Het aangrijpende van het als land, als volk, als gezin, als individu getroffen worden door de genocide-gehakmachine van genadeloze politieke leiders en hun handlangers, ging inderdaad onder de huid van de kijker zitten. Maar alleen als de kijkers wel bleven zitten, bleven kijken. Ik heb zo’n vermoeden dat het voor velen too much was, alsmaar meereizen met de ellendige beelden van het islamofascisme in Iran, naar de Armeense genocide in Turkije, naar de Holocaust en het vernietigingskamp Sobibór, naar Palestina, naar Syrië. Pas na een diepdonkere reis van anderhalf uur gunde Üngör ons wat lucht, wat komedie, wat muziek. Inmiddels waren velen al afgehaakt, vermoed ik.

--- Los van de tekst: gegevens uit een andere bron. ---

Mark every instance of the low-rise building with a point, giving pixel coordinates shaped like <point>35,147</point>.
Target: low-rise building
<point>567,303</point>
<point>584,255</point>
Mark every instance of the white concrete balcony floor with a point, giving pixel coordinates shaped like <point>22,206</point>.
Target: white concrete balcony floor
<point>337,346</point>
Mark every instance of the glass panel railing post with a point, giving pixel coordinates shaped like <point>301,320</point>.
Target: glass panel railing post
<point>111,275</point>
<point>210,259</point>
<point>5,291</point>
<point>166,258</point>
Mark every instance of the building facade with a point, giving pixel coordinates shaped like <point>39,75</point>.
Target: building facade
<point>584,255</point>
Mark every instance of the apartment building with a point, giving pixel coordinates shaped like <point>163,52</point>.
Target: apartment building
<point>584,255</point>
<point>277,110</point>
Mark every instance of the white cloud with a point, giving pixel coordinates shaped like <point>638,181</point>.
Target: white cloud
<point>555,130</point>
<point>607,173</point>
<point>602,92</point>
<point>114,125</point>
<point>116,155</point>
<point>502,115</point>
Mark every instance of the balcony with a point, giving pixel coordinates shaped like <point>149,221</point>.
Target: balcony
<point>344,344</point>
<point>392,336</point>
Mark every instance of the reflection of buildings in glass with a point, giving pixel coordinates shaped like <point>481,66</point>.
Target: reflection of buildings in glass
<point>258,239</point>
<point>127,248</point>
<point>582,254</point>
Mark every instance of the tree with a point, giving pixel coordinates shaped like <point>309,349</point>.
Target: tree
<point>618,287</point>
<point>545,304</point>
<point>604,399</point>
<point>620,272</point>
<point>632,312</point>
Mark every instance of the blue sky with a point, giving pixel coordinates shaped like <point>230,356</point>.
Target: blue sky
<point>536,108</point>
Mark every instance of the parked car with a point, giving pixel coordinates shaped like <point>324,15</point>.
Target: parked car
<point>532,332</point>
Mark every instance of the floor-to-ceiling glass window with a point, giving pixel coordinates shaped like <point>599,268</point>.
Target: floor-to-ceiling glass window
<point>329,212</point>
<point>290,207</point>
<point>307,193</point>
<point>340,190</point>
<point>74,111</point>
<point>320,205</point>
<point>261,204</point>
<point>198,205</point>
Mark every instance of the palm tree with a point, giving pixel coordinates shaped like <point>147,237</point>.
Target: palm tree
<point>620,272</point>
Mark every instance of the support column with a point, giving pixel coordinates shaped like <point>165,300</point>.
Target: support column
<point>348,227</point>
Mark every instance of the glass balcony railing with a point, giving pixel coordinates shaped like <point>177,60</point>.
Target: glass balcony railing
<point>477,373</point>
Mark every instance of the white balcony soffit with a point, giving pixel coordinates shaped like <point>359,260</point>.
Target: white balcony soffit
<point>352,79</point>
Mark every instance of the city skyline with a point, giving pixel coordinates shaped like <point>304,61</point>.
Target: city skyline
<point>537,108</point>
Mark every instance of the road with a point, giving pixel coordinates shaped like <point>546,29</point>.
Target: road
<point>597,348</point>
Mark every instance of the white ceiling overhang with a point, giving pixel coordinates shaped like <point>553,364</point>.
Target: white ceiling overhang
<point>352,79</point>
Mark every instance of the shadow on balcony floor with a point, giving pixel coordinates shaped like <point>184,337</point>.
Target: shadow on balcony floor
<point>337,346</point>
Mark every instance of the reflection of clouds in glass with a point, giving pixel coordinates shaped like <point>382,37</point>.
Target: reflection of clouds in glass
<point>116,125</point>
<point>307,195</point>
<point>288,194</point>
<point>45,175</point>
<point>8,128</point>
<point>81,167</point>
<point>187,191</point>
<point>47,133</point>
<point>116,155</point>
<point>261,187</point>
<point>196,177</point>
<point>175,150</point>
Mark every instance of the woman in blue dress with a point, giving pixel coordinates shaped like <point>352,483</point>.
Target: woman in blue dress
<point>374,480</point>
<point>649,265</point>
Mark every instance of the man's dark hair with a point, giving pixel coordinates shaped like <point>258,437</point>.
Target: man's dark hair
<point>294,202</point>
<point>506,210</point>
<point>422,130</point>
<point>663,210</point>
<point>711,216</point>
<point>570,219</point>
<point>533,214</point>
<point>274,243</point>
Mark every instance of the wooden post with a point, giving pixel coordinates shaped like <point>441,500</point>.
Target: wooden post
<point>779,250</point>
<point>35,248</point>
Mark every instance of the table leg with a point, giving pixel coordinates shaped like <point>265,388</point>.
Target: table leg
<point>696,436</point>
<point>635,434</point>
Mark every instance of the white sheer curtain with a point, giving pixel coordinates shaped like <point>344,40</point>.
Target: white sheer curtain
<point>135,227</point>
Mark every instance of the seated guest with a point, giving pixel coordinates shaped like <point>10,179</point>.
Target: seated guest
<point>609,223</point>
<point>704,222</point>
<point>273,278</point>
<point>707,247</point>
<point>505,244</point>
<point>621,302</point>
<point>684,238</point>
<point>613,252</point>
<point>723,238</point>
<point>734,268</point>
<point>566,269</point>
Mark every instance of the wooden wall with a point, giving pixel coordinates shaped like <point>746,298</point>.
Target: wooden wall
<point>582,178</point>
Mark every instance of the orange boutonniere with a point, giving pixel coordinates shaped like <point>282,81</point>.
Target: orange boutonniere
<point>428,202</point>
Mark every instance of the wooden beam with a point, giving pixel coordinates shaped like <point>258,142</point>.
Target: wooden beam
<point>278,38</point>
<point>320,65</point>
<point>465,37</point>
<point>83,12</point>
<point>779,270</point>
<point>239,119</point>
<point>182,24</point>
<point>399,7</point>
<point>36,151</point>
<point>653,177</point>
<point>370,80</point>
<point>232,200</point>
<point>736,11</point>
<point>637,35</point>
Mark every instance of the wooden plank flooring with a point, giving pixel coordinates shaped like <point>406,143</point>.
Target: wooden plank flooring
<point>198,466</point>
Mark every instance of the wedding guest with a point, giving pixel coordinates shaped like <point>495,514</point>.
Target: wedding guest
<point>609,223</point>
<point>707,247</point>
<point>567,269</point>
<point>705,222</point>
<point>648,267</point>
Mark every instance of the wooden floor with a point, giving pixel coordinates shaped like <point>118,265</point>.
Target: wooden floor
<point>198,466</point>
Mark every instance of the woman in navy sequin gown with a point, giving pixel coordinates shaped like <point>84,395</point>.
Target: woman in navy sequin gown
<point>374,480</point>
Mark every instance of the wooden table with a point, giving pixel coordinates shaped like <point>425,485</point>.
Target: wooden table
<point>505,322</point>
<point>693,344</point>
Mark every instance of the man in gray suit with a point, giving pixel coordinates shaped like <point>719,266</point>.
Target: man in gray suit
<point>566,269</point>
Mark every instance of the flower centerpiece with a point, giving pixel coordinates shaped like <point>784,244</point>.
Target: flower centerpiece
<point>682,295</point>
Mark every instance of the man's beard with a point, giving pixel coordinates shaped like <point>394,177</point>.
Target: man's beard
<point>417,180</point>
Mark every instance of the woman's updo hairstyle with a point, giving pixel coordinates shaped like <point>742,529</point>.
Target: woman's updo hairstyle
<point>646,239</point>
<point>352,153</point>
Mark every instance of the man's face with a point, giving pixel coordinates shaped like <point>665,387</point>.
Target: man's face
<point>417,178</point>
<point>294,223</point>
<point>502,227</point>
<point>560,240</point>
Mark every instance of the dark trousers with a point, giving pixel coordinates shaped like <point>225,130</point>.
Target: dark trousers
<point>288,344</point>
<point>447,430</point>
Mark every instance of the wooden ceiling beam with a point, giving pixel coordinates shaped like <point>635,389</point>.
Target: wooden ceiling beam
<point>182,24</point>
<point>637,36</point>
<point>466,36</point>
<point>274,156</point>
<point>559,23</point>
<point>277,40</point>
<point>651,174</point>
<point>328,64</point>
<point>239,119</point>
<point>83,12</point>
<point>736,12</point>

Ik zat samen met mijn geliefde op de bank naar deze Zomergasten te kijken. Twee Iraanse ballingen in Nederland, met het diepe besef dat dit een waardige TV-avond was en nodig ook. Het was nodig om de blik van de kijker in dit veilige, welvarende land open te zetten naar de pijn van de wijde wereld. Om de universele empathie te vergroten in dagen van de opkomst van de xenofobie, het provincialisme en het nationalisme. Toch werd het zelfs ons te monotoon. Dat had alles te maken met wat onvoldoende uit de verf kwam: de noodzaak om naast de feiten en wetenschappelijke duiding van de feiten, de wezenlijke, aanraakbare en ontroerende gestalte van dat grootste leed van de genocide tot leven te brengen aan de hand van de kunsten en aan de hand van cultuur. En, ik zou ook graag eerder en meer voorbij hebben zien komen dat het ondervinden van een dergelijk groot leed de overlevenden weliswaar met vele littekens opzadelt, maar vaak ook hun blik op het leven scherper maakt. Zij zien waar het leven echt over gaat. Zij herdenken en eren de gevallen dierbaren en kapotgeschoten Heimat door het leven intens te vieren. Het was er even, in de wodka-proost die de leider van de opstand van vernietigingskamp Sobibór en zijn oude maatjes brachten aan gevallen kameraden en in de klaagzang (ik haat deze Nederlandse benaming van hymnes van melancholie, maar vooruit) van de Jezidi-man. Maar het was voor veel kijkers too little too late, ben ik bang.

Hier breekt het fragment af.